Artem Loskutov lives and works in Moscow and Novosibirsk. In 2004, he and other members of the group CAT (Contemporary Art Terrorism) organized the May Day happening Monstration in Novosibirsk. In 2007, after the breakup of CAT, he founded the group Kiss my Babushka, of which he was a member until 2014. Since 2012, he has been a member of the working group of the MediaImpact Festival of Activist Art. He has been awarded the Innovation Prize (Russia, 2010).
Gideon Mendel was one of the young generation of ‘struggle photographers’ documenting change and conflict in South Africa in the lead-up to Nelson Mandela’s release from prison. In 1990 he moved to London, from where he has focussed on social issues globally. He has won six World Press Photo Awards, first prize in the American Pictures of the Year competition, a POY Canon Photo Essayist Award, the Eugene Smith Award for Humanistic Photography and the Amnesty International Media Award for Photojournalism. He has produced a number of pioneering photographic advocacy projects working with charities and campaigning organizations, such as The Global Fund, MSF, Treatment Action Campaign, The International HIV/AIDS Alliance, Action Aid, The Terrene Higgins Trust, Shelter, Leonard Cheshire Disability, UNICEF and Concern International. Since 2007 he has been working on a major project addressing climate change, entitled ‘Drowning World’ which involves travelling to a variety of flood ravaged locations around the world.
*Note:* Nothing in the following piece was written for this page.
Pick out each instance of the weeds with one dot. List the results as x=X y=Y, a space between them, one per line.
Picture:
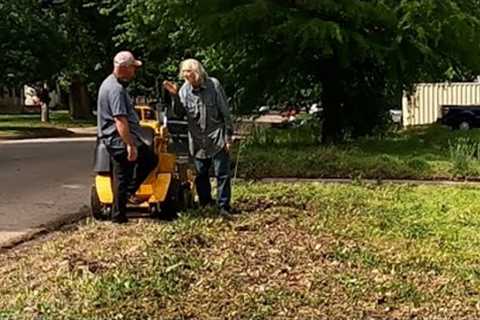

Oliver Ressler is an artist and filmmaker who produces installations, projects in public space, and films on issues such as economics, democracy, global warming, forms of resistance and social alternatives. He has completed thirty films that have been screened in thousands of events of social movements, art institutions and film festivals. A retrospective of his films took place at Centre d’Art Contemporain Genève in 2013. In 2002, he won first prize at the International Media Art Award of the ZKM in Karlsruhe and is the first prize winner of the newly established Prix Thun for Art and Ethics Award in 2016. For the Taipei Biennale 2008, Ressler curated an exhibition on the counter-globalization movement, A World Where Many Worlds Fit. A travelling show on the financial crisis, It’s the Political Economy, Stupid, co-curated with Gregory Sholette, has been presented at nine venues since 2011. Ressler was the project leader of the research project Utopian Pulse – Flares in the Darkroom at Secession in Vienna in 2014, in collaboration with Ines Doujak, funded by the Austrian Science Fund.